OPINION:
Everyone (well, nearly everyone) has been wondering whatever happened to Al Gore, and whether he’s still in the global-warming business. We can reliably report that yes, he is. A reporter ran into him the other night in Kansas City, where everything, even Al, is up to date and Al is peddling a new and improved line of snake oil.
Just in time, Al is freshening up the label on his cure for global warming, just as everyone is well and truly weary of one of the most brutal winters we’ve had in years, and even thinking about warming, global or even local, warms both body and soul. But the polar vortex is threatening the Middle West again, and heading east, just behind the warming trend that teased us last week.
The ancient Romans had a Latin word or two for these brief bursts of wintry weather, a “coldus snapus,” but “polar vortex” sounds a lot scarier, and Al’s audience was pleased to hear from Al that folk music can lower the temperature. He urged young people to start writing folk songs. He reminded everyone that the late Pete Seeger wrote some folk tunes with heavy-weather messages, and so did Bob Dylan, and he even offered a few words of Dylan’s “The Times They Are a-Changin’” in a passable baritone.

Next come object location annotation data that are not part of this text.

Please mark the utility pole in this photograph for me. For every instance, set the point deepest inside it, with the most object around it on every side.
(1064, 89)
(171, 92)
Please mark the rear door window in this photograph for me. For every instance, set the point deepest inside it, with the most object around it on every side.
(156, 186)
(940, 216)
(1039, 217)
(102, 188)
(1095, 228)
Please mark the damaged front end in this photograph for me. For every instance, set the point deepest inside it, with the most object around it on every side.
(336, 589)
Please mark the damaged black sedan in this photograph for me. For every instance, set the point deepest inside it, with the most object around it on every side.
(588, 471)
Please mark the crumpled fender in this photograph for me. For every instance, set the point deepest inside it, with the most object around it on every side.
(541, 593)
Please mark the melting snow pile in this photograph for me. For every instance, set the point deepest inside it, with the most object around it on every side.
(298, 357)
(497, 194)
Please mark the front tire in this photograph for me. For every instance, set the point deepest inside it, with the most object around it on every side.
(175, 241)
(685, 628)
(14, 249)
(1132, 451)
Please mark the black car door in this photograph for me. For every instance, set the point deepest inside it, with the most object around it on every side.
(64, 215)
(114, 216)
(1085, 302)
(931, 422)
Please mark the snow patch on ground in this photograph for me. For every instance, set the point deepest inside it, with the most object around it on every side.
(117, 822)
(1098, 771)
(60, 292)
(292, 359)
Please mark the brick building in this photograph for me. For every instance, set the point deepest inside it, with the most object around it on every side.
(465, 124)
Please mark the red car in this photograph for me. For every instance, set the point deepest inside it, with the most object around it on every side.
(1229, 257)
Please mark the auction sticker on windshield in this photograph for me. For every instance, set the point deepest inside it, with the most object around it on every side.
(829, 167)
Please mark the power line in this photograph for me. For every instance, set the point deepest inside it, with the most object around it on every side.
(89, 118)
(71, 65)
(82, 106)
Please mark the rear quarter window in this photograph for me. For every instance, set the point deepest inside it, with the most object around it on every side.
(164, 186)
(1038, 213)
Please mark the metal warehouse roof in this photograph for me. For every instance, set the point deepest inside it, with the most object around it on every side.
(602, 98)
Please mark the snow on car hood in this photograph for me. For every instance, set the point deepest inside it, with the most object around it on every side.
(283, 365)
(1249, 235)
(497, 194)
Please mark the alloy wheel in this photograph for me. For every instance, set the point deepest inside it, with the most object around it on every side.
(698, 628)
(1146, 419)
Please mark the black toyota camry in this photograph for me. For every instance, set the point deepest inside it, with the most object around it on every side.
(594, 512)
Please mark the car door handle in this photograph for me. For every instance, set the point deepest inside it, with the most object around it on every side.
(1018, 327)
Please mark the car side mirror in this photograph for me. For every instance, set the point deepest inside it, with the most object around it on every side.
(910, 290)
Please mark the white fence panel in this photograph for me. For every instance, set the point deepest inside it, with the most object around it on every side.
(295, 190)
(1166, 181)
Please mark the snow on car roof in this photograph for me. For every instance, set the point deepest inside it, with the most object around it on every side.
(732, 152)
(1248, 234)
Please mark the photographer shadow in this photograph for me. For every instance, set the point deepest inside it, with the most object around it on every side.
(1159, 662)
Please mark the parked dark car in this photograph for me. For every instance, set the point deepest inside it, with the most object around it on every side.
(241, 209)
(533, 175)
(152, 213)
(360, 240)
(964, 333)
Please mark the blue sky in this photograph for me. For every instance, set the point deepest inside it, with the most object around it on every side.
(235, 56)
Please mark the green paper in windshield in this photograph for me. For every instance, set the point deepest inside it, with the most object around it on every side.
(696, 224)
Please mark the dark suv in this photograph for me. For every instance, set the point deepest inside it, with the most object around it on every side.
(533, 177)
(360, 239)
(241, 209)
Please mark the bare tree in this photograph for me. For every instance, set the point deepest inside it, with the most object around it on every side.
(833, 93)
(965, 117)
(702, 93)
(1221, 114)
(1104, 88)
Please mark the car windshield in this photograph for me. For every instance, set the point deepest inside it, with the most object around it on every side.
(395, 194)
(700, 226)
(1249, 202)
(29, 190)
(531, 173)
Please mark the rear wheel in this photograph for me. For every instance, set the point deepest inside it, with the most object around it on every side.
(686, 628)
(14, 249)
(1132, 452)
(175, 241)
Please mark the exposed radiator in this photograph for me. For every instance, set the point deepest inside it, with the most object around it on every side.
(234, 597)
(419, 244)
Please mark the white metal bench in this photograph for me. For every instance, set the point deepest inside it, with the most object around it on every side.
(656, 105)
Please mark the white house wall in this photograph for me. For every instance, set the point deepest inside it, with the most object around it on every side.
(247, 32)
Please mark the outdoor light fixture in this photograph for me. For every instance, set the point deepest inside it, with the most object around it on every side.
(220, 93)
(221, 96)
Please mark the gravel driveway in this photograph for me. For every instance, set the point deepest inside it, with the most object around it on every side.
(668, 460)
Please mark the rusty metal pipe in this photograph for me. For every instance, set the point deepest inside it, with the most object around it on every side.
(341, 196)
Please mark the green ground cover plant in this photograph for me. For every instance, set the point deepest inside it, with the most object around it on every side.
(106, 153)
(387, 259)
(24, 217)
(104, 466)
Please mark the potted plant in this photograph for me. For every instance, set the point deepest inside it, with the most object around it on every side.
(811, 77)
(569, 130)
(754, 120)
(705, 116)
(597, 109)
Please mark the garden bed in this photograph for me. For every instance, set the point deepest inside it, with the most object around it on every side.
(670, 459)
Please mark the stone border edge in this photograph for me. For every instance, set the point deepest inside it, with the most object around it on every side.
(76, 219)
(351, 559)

Folk music, Al said, could spread “a renewable energy message all over this land.”
Finding something to rhyme with “renewable energy” wouldn’t be easy, and it might not soothe the savage beast of a winter. But Al reminded everyone that folk music “played a positive role in resolving the central question in civil rights, as to what was truly right and truly wrong.”
A man with the vision of a true snake-oil salesman, Al can see what others can’t (such as an ample supply of rubes and marks) — a growing acceptance of wind and solar power, much in the way that cell phones started gaining acceptance 25 years ago. He praised the Vatican for working to make Vatican City “the world’s first CO2-neutral sovereign city-state in the world,” though he concedes that Vatican City has two singular things going for it. “They have two advantages. [Vatican City] is very small, and they have God on their side.”
Al, reported the Kansas City Star, repeated two questions he says he routinely hears from global-warming skeptics, “do we really have to do this? And if the answer is yes, can we do it?” To the astonishment of no one in the hall, Al, ever the big crowd-pleaser, said “the answer to both of those questions is ’yes.’ ” Then he packed up his projector and slides, and stepped out into the icy slush.